Pourtant, la clef pour débloquer la situation existe, et ceux qui la détiennent sont… les grammairiens. En effet, ils nous feraient remarquer que le verbe « falloir » ne marche pas sans complément circonstanciel de but. Faut-il faire cuire les pâtes cinq ou quinze minutes ? Ça dépend de si c'est pour faire des pâtes à la dent ou fondantes. Faut-il charger son téléphone tout le temps ou seulement quand la batterie est faible ? Ça dépend de si on veut pouvoir partir à l'improviste ou faire durer l'autonomie de la batterie. La fin conditionne les moyens.
La raison pour laquelle les réponses aux questions politiques sont si différentes, c'est que les citoyens ont tous une idée subtilement ou radicalement différente de ce que serait une société idéale. En fait, la plupart n'ont jamais réfléchi à la question : ils ont certainement des avis sur des aspects de la société idéale mais pas une vue d'ensemble, donc pas d'idée sur comment ces aspects s'agencent entre eux ni de certitude qu'ils soient cohérents.
Pour faire avancer les débats politiques, il faudrait commencer par débattre de cette société idéale. Ce n'est qu'ensuite qu'on peut réfléchir aux moyens précis pour s'en approcher.
D'autre part, on dit souvent que le pouvoir corrompt. Frank Herbert fait corriger cet adage par Darwi Odrade : le pouvoir attire les gens corruptibles. Deux autres éléments à charge : le pouvoir expose à la tentation de la corruption (combien de fois a-t-on vu un boulanger se faire approcher avec une valise de billets ?), et les rouages du pouvoir sélectionnent les gens corruptibles (se hisse au sommet de la hiérarchie celui qui sait planter un couteau dans le dos de ses alliés au moment propice).

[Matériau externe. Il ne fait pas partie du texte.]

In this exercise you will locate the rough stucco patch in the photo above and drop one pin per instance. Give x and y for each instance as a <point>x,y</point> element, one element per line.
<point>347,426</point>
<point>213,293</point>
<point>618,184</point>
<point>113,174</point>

Dans ces conditions, comment mettre à la tête de l'état une volonté incorruptible, dévouée au bien public ?
Et si, au lieu de s'élire un proisident pour régner pendant cinq ou dix ans, les Français essayaient de mettre à la tête de leur état une idée vivante ? Bien sûr, il faut qu'elle soit élue et contrôlée au suffrage universel, rien d'autre ne conviendrait à la République française.
J'aimerais donc formuler quelques propositions loufoques pour une éventuelle sixième république dont certains candidats parlent volontiers. Je ne pense pas qu'elles seraient suffisante pour faire apparaître une idée vivante à proprement parler, parce qu'il faut aussi un certain étant d'esprit. Mais elles iraient peut-être dans le bon sens quant à l'assainissement du débat politique.

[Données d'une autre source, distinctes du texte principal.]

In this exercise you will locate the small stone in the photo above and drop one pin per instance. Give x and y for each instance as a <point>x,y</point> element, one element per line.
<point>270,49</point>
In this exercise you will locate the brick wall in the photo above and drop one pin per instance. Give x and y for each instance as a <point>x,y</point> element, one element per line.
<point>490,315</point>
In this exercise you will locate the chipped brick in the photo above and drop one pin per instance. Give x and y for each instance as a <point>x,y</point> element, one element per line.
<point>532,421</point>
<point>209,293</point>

La principale idée serait que l'élection principale, celle qui a le plus d'enjeu sur l'avenir du pays, celle pour laquelle les gens sont censés montrer le plus de passion, ne porte pas sur une personne mais sur un texte. Appelons-le le « Mandat » (faute de terme plus élégant).
Le Mandat contiendrait un prologue qui décrirait les principes philosophiques qui ont gouverné sa rédaction, puis une introduction qui expliquerait pourquoi ce qu'il décrit est souhaitable, et enfin et surtout une description détaillée de la société à laquelle les Français, collectivement, aspirent.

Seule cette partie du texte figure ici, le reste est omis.